Les clopes, j’ai arrêté quand le paquet est passé à 14 F. J’en achetais juste un comme ça, parfois, que j’écoulais petit à petit dans le mois après la gamelle de midi. Je sirotais une clope sur un café lyophilisé sous chantilly carbonique.

Les chèques : les loyers, les frais d’inscription à l’université, des courses, des tickets de bus, des tickets restaurant, les manuels et les livres à la librairie Mon Livre, à la Fnac Saint-Christoly, des disques au passage et peut-être un par mois. — 0202 (on dirait un appel d’urgence), tout le reste en monnaie, magazines musicaux, baguette, ticket de cinéma, kebab, paquet de cigarettes, bières et compagnie en soirée, des petites courses comme du café ou de la chantilly, entrées en boîte, un disque à Prix Vert, un livre de poche en bouquinerie.

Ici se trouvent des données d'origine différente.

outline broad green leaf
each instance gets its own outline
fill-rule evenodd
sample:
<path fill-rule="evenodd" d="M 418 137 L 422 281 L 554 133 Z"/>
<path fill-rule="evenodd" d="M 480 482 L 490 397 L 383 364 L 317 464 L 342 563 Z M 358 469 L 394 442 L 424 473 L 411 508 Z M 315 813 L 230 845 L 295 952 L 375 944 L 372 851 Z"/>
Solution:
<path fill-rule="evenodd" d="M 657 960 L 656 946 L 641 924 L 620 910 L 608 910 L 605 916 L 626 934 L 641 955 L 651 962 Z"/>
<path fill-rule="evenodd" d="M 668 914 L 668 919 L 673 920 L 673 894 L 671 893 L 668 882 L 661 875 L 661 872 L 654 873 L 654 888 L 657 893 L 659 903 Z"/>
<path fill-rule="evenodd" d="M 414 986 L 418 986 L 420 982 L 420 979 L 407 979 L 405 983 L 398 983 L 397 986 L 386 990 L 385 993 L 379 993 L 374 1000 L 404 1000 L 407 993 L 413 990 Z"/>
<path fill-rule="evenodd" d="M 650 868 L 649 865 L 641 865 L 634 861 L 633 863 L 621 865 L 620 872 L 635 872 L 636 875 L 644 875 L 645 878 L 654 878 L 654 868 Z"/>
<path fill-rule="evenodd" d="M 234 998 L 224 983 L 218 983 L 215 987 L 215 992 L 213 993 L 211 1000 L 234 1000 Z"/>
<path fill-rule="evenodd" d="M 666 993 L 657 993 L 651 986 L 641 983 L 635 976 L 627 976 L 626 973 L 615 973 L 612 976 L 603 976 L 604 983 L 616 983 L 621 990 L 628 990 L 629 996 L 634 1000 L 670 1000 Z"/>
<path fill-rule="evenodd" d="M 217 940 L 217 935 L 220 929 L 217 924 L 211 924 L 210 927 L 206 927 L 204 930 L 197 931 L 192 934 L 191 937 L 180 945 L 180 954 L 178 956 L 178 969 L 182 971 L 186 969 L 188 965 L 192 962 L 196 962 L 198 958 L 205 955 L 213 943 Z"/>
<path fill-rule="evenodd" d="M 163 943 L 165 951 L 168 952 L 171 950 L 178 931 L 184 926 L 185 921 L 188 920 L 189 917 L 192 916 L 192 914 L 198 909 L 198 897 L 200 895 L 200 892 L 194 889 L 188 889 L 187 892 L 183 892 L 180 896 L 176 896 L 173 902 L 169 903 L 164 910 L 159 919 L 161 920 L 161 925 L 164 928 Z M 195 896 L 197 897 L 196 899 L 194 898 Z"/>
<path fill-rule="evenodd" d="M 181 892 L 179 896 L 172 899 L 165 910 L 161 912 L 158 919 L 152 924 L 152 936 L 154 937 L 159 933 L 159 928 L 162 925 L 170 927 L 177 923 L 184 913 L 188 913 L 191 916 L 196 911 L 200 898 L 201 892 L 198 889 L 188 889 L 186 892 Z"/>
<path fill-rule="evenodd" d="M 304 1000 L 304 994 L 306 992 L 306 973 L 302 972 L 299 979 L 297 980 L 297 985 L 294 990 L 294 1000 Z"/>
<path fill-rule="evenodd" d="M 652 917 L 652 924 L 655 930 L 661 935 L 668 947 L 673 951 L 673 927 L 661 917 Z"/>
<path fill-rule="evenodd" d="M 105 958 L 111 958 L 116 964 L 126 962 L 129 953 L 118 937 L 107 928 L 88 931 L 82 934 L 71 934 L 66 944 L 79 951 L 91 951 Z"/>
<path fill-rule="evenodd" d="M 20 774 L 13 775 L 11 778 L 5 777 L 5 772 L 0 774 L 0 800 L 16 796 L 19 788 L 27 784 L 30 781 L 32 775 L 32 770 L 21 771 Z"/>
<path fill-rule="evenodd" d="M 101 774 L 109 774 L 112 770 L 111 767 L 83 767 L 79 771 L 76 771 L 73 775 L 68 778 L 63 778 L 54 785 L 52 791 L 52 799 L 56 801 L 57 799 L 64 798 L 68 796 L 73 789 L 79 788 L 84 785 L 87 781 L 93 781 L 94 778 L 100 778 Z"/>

À l’époque du franc, sur les billets on voyait des personnages illustres. Avec l’euro, c’est des monuments inconnus. Pourquoi on a pas continué avec des personnages ? C’est pour ménager les susceptibilités ? N’empêche qu’avec Shakespeare sur un billet, même petit, même sur une pièce va, on aurait pas eu de Brexit.

Des bières en Happy Hour de deux heures, un kebab frites et sauce blanche chez Mon ami ! de temps en temps un menu au rabais dans un resto chinois sombre, une entrée de boîte et la paf bouteille pour un gin Kas pas frais, pas bon, pas fini, en attendant la dernière mousse sans soif au Temps des Copains, et les croissants chocolatines avant d’aller se coucher… le jeudi noirs à la Victoire, mon 0202 me donnait tant et fallait faire avec. Heureusement, les autres avaient tous une carte bleue qui brassait déjà pas mal d’air, avant de perdre le contact. Un coup le distributeur, plus loin qu’on croyait, un coup le boîtier encore bloqué, le code sur un clavier à touches et une pour déconner, y avait souvent quelqu’un pour m’payer un truc. Une choco chaude au petit matin.

Pendant les vacances, de retour à la maison, j’allais parfois retirer à Saint-Bonnet. Pas de distributeur ici, on va au bureau de La Poste, on s’adresse à Mme Garde. Elle s’occupe de tout. Même si t’as oublié la carte ou le chéquier. Et puis on parle un peu. Beaucoup. Les études de Seb, ce que j’deviens, la fac de Sciences, comment se passe le service militaire, le travail de Seb, si c’est pas dur la reprise en Lettres, où j’en suis maintenant, à quand la quille… jusqu’à ce que quelqu’un arrive. Jusqu’à ce que le bureau ferme.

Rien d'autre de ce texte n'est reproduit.